Death has not erased the decades-long rivalry between two Indian leaders: both have now seemingly risen from the grave in digital form to rally their supporters ahead of national elections.
Political parties use powerful artificial intelligence tools to create deepfakes and reproduce famous faces and voices in ways that often appear authentic.
Both the government and campaigners have warned that the proliferation of such tools poses a dangerous and growing threat to the integrity of India’s elections.
As a marathon six-week general election begins on April 19, so-called “ghost appearances” – the use of dead leaders in videos – have become a popular form of campaigning in the southern state of Tamil Nadu.
Actress and politician J. Jayalalithaa died in 2016 but was mentioned in a voice message that was deeply critical of the state’s current ruling party, once led by her arch-rival M. Karunanidhi.
Recycling “very charismatic” speakers offers a novel way to grab attention, said Senthil Nayagam, founder of Chennai-based Muonium, which created the AI video purportedly depicting Karunanidhi.
Resurrecting dead leaders is also a cost-effective campaign method compared to traditional rallies, which are time-consuming to organize and expensive to run for voters accustomed to big spectacle.
“Bringing crowds together is a difficult thing,” Nayagam told AFP. “And how often can you do a laser or drone show?”
Very thin line
Prime Minister Narendra Modi’s Bharatiya Janata Party (BJP) was a keen early adopter of technology during the election campaign.
In 2014, the year he came to power, the party expanded Modi’s campaign reach by using 3D projections of the leader to appear virtually at rallies.
But the use of technology that can clone a politician’s voice and create videos that appear so real that voters have a hard time distinguishing reality from fiction has naturally raised concerns.
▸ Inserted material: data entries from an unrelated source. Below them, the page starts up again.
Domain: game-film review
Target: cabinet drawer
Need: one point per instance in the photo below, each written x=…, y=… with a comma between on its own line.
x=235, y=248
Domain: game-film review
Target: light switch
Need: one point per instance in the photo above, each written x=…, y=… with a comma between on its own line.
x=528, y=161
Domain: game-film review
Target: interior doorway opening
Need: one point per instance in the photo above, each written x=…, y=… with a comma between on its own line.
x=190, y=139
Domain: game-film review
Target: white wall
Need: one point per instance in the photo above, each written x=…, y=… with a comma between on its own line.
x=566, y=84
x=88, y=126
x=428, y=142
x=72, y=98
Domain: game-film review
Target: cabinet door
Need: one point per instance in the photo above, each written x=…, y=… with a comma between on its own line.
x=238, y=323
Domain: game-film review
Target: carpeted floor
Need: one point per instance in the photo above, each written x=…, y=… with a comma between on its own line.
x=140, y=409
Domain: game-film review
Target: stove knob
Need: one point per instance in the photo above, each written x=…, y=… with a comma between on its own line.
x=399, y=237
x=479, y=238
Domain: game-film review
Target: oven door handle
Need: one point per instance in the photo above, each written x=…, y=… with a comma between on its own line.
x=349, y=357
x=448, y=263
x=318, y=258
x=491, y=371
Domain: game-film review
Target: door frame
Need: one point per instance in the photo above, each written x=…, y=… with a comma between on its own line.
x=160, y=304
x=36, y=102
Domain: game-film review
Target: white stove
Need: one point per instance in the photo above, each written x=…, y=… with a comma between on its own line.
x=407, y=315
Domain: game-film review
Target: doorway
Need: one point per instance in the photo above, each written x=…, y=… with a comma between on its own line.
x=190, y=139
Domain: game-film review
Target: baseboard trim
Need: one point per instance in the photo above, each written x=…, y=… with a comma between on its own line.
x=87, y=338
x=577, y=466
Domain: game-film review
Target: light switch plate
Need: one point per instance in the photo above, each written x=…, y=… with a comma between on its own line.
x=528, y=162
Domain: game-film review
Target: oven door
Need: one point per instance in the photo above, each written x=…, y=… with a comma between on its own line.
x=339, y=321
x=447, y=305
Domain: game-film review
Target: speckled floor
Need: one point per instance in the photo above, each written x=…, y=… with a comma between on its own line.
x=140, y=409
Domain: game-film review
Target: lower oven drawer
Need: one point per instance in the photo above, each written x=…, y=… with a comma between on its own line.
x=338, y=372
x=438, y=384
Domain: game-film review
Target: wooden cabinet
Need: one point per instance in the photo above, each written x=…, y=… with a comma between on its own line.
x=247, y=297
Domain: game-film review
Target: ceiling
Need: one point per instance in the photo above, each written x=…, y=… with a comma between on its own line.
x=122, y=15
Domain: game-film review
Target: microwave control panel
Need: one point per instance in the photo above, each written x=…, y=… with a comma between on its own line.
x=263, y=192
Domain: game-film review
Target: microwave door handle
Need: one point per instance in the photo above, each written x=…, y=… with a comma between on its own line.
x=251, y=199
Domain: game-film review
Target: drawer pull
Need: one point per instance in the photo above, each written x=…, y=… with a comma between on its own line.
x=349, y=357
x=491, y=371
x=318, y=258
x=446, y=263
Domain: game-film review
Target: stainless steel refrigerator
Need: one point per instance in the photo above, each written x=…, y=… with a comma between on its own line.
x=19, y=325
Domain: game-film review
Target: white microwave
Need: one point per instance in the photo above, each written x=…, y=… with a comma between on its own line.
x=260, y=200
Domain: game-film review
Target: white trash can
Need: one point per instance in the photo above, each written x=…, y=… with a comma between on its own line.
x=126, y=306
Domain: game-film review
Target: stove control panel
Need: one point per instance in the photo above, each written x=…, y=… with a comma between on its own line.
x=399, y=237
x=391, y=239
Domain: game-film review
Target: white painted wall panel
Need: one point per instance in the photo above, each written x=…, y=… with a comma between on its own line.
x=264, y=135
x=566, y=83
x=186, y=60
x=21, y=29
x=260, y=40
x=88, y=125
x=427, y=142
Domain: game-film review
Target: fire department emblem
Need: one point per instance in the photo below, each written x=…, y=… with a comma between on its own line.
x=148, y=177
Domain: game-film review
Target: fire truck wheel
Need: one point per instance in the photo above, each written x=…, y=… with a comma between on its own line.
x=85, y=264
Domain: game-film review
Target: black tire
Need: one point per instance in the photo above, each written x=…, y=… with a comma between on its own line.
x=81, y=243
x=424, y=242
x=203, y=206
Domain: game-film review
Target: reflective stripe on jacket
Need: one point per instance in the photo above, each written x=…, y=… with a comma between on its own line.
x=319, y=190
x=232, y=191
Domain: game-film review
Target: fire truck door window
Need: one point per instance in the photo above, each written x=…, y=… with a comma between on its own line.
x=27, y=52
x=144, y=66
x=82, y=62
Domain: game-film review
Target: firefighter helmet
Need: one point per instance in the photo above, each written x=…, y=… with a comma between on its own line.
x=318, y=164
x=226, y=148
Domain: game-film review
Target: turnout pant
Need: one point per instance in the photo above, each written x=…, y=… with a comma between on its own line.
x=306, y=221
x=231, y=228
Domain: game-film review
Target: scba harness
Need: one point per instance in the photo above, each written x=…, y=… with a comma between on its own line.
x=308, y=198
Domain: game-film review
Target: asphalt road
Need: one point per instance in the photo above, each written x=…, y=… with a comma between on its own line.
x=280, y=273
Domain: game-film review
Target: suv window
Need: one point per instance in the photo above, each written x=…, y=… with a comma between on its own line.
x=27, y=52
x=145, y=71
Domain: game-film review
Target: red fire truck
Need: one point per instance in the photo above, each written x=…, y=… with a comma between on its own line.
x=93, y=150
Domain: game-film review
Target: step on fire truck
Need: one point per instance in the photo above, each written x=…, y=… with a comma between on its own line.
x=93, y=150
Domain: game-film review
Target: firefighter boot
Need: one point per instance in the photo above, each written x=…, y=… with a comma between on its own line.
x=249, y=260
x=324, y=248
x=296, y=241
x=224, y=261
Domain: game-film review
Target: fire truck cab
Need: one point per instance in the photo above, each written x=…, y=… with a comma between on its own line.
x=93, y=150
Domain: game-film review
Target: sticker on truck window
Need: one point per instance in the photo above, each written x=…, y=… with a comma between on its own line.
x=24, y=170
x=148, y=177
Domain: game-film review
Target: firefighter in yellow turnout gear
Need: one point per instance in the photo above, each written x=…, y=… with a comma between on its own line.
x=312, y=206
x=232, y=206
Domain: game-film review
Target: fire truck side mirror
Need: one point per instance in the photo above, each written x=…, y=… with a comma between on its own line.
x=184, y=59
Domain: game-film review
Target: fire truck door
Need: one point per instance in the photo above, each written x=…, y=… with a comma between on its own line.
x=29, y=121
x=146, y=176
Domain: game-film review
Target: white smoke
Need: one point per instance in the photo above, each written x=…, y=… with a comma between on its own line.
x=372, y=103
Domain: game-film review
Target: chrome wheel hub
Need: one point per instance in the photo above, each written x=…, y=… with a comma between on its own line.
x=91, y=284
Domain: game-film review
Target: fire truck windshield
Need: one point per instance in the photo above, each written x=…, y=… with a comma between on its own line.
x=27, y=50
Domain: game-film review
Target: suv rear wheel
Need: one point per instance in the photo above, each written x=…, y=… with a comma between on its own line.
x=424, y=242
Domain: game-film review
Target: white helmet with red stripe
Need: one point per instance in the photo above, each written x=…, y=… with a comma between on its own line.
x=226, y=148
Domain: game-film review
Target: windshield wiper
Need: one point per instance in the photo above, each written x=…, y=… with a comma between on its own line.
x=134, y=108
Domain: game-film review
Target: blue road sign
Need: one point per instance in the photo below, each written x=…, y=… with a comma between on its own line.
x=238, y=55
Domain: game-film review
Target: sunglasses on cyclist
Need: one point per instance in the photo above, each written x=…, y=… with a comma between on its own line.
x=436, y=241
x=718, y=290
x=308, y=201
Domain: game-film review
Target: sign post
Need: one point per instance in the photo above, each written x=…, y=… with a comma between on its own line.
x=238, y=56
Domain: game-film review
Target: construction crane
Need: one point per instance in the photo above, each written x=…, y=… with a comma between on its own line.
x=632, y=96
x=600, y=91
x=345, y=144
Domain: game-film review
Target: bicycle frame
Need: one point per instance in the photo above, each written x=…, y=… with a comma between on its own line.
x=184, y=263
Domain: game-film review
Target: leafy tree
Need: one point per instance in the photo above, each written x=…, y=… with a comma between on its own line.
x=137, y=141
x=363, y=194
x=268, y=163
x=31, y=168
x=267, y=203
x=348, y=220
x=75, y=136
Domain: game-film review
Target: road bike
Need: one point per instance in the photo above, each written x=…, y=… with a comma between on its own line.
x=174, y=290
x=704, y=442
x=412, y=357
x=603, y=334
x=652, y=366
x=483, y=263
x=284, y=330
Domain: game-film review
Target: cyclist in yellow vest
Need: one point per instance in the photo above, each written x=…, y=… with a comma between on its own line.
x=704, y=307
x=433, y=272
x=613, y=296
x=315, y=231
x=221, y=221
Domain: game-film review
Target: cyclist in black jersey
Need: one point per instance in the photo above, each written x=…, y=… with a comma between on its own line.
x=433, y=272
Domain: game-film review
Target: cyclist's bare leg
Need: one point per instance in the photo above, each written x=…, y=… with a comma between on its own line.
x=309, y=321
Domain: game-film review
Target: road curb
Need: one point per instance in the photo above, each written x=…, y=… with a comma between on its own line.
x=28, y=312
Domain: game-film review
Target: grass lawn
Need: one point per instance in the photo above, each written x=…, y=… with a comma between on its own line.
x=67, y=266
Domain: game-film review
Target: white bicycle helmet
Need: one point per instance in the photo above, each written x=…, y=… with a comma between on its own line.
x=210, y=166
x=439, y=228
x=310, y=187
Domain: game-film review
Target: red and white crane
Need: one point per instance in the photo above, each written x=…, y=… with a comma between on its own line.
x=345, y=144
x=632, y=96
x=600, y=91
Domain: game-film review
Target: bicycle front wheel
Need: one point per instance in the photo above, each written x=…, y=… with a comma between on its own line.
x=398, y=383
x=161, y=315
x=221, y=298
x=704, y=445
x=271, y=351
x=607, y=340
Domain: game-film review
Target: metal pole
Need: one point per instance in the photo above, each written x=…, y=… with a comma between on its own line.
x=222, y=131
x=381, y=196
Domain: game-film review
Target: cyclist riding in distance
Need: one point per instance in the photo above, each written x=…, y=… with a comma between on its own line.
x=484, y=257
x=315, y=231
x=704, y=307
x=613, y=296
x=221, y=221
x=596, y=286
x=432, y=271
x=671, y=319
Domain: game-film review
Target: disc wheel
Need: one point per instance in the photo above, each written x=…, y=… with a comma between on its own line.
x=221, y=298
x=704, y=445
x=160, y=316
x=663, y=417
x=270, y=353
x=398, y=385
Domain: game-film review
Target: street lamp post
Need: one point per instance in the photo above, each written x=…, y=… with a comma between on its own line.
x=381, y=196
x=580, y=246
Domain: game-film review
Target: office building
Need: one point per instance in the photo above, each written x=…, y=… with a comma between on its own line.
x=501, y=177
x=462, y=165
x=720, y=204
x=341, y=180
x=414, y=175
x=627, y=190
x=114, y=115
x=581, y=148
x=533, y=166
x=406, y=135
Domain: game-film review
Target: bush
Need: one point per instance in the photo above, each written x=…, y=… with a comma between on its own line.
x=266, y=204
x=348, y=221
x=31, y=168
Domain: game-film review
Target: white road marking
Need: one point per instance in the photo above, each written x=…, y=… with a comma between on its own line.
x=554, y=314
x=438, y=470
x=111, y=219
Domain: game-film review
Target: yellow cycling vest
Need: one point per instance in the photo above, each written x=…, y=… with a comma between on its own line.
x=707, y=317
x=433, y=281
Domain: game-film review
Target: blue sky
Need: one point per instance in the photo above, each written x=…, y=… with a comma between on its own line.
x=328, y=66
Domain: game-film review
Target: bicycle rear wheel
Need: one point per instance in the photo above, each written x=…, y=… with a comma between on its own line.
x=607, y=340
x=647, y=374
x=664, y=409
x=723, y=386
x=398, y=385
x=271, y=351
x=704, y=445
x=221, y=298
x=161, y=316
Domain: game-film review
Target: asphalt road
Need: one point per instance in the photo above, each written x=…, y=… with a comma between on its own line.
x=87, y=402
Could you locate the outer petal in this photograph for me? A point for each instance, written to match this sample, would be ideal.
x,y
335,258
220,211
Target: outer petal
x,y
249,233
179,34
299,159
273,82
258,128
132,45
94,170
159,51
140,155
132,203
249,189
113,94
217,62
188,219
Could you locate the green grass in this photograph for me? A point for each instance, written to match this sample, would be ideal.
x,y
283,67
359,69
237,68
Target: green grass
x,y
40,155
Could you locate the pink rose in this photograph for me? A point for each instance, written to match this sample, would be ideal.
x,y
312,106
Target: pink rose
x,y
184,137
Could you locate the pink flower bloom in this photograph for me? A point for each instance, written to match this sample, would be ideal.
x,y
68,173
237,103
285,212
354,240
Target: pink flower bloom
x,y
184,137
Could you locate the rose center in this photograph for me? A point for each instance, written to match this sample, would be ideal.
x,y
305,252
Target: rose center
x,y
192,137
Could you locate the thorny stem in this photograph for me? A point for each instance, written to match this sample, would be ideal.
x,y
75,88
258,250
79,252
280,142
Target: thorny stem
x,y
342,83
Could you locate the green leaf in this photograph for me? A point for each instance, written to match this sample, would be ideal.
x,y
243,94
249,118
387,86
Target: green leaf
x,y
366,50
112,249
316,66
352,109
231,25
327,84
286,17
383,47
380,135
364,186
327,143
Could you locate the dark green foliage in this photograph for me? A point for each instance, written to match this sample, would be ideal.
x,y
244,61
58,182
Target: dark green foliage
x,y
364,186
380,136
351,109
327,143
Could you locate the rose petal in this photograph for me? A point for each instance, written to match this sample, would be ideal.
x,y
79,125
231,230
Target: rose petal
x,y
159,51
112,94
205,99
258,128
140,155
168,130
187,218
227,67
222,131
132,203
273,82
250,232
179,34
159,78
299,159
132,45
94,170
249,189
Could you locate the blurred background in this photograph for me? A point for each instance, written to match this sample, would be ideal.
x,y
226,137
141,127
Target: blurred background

Ashwini Vaishnaw, the communications minister, said in November that deepfakes were “a serious threat to democracy and social institutions.”
AI inventor Divyendra Jadoun said he received a “huge wave” of requests for content from his company The Indian Deepfaker.
“There is a lot of risk in this upcoming election and I’m pretty sure a lot of people are using it for unethical activities,” the 30-year-old said.
Jadoun’s repertoire includes voice cloning, chatbots and mass distribution of finished products via WhatsApp messages, instantly sharing content with up to 400,000 people for 100,000 rupees ($1,200).
He insisted he declined offers he didn’t agree with, but said it was a “very fine line” to determine whether a request for his services was unethical or not.
“Sometimes even we get confused,” he added.
Jadoun said the rapidly advancing technology was little understood in a “large part of the country” and AI products were believed by many to be true.
“We just tend to fact-check videos that don’t align with our preconceived notions,” he warned.
Threat to democracy
Most AI-generated campaign material so far has been used to taunt rivals, particularly through song.
This week, a leader of the BJP’s youth wing released an AI-generated video of Arvind Kejriwal, a leading Modi opponent who was arrested in a bribery probe last month.
It shows him sitting behind bars, playing the guitar and singing a verse from a popular Bollywood song: “Forget me, because you have to live without me now.”
Elsewhere, digitally altered videos purport to show lawmaker Asaduddin Owaisi, one of India’s most prominent Muslim politicians, singing Hindu devotional songs.
A caption alongside the video on Facebook jokes that “anything is possible” if Modi’s party, known for its Hindu nationalist politics and accused of discrimination against India’s Muslim minority, wins again.
Joyojeet Pal, an expert on the role of technology in democracy at the University of Michigan, said that ridiculing a political opponent is a more effective campaign tool than “calling him a criminal or a crook.”
Mocking opponents in political cartoons is a centuries-old tactic, but Pal warned that AI-generated images could easily be misconstrued as real.
“It is a threat to what we can and cannot believe,” he said. “It is a threat to democracy as a whole.